Part of what’s cool about Portland and our LTR choices is that we often pick lower density routes – the Westside LTR goes from Hillsboro to Downtown Portland more northerly than the existing development did – which meant we had transit oriented development more than 15 miles from the city center. The LRT still served several major employers – Intel has three campuses out there (something like 10k employees) and it allowed people to live in dense housing downtown and commute 15-20 miles to work without their cars or to live within 5 miles of work (and still not commute with their cars) with lower housing costs.
But…it has meant that if you’re in one of those existing areas of development, your reliance on your car hasn’t diminished. This would ameliorate a great deal of that – most will still need a car but can replace many car trips with transit trips. My mother lives 2 miles from the existing LRT – she parks and a park and ride. An LRT along Powell would allow her to leave her car at home entirely.

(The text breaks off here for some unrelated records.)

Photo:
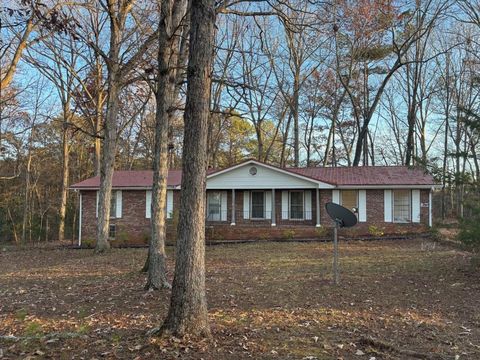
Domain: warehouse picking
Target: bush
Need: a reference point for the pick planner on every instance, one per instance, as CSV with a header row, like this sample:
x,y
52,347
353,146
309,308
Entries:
x,y
289,234
375,231
469,233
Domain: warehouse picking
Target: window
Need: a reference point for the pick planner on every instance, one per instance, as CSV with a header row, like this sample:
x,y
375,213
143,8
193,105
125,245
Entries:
x,y
350,199
258,205
113,204
401,205
296,205
214,206
112,231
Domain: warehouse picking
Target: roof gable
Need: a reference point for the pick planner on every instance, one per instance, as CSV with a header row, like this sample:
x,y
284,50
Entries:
x,y
253,174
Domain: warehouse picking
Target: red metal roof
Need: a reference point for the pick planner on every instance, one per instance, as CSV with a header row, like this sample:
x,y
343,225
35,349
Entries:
x,y
340,176
367,175
130,179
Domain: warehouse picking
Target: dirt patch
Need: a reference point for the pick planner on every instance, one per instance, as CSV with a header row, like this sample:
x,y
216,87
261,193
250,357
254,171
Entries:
x,y
397,299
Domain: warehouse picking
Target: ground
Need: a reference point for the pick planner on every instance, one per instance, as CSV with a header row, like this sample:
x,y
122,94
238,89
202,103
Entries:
x,y
396,300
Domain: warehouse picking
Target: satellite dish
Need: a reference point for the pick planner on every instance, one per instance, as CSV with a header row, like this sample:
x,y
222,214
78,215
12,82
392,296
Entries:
x,y
341,215
343,218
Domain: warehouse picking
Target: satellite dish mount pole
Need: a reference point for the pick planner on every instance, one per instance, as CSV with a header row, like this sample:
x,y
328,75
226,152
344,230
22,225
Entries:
x,y
342,217
336,274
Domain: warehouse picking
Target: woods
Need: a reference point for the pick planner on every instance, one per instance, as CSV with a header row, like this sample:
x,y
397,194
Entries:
x,y
332,84
96,86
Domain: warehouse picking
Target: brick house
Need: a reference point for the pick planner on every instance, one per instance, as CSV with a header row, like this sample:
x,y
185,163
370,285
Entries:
x,y
254,200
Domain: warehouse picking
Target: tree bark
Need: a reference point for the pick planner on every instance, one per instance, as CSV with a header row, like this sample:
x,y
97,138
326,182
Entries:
x,y
188,306
171,15
108,162
65,172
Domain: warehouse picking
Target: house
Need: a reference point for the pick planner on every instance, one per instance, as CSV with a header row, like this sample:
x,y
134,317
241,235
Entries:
x,y
254,200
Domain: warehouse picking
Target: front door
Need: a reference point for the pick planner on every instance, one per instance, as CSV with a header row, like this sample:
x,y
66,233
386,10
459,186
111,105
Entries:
x,y
214,206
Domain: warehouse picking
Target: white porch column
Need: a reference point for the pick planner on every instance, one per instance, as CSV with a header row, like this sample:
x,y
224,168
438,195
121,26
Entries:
x,y
274,220
233,208
430,208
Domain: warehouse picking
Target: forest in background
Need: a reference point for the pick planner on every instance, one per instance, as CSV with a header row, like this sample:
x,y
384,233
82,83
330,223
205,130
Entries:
x,y
294,83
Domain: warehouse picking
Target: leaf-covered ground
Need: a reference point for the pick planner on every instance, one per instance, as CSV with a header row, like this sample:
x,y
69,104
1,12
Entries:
x,y
397,300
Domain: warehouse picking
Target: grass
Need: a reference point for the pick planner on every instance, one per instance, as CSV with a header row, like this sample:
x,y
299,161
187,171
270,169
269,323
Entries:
x,y
266,300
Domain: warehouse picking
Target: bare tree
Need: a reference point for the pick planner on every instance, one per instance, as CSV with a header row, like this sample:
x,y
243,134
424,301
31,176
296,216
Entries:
x,y
169,41
188,306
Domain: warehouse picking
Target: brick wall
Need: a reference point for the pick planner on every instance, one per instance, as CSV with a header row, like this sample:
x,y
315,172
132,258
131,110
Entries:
x,y
134,228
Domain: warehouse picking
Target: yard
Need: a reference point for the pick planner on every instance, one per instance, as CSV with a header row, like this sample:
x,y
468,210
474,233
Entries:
x,y
397,300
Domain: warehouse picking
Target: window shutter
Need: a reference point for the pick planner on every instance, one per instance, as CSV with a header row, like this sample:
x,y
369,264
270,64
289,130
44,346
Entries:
x,y
246,204
336,196
223,206
119,204
362,205
268,204
387,205
285,205
415,205
307,198
169,204
148,204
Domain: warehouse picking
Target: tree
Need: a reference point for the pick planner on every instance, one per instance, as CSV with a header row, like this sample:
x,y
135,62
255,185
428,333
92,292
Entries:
x,y
188,305
169,40
372,40
118,68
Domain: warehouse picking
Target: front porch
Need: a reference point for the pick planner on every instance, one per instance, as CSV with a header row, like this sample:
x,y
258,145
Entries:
x,y
262,207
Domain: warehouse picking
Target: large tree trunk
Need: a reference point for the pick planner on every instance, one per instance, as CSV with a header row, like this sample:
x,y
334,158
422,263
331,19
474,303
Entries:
x,y
108,162
188,307
172,14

I’m looking at this network and the word “Utopia” comes to mind. I would never have to drive to the mall again. Any mall. I love Portland (I’m moving to Seattle in a few months, that might increase my sentimentality) but this…this! I’m only afraid that it’ll make it so desirable that we won’t be able to afford a house when we come back.
Hello. Former Portlander here, who happened to be back there when this came out.
Yes, it’s a great network. Keep in mind that this is a regional rapid transit network useful for organizing outer-suburban development, but as you note, there’s been a lot of difficulty getting genuine urban density to happen around light rail. Even Gateway, a major cross-roads in the network that will soon have rail in four directions, hasn’t seen much development energy above the big-box retail scale. This despite rail service that can be faster than driving at peak commute times.
As you note both Powell and Barbur have potential as boulevards, but this will be challenging because the last 20 years of urban growth has focused on other parallel corridors, leaving these as almost designated “car streets” where car-oriented uses such as gas stations and car repair have tended to gather.
Note, too, the increased emphasis on Metro’s effort to tie transit investment to land use decisions by local government. Decisions about densification led by suburban cities will really determine whether these corridors get built, especially the corridors further down the list. That’s as it should be in my view.
I don’t think they should work on both lines at the same time. They should perfect one of them and only when it works without any problems they should work on the other one. This way you’ll save yourself some unavoidable mistakes (I know there’s a lot of planning here but still)
The Urban Growth Boundary (or boundaries, as every city in Oregon must have one) has not been repealed. The UGB for Portland and its suburbs (excluding those in Washington State) is jointly managed by Metro, a regional governing body; most cities in Oregon manage their own UGBs.
Oregon voters did pass a while back a ballot measure which purported to require compensation for any regulatory act which “reduced the value of property”, but the law was so poorly written it was modified by the Legislature, and then subsequently scaled back by a later ballot measure. (The original proposal was positioned as a way to protect landowners from being able to make any effective use of property due to environmental laws, but the real effect of the law was an attempt by the development lobby to gut the state’s land use laws. Once that became apparent, the law was modified; and the current laws on the books no longer pose an existential threat to land use laws in Oregon).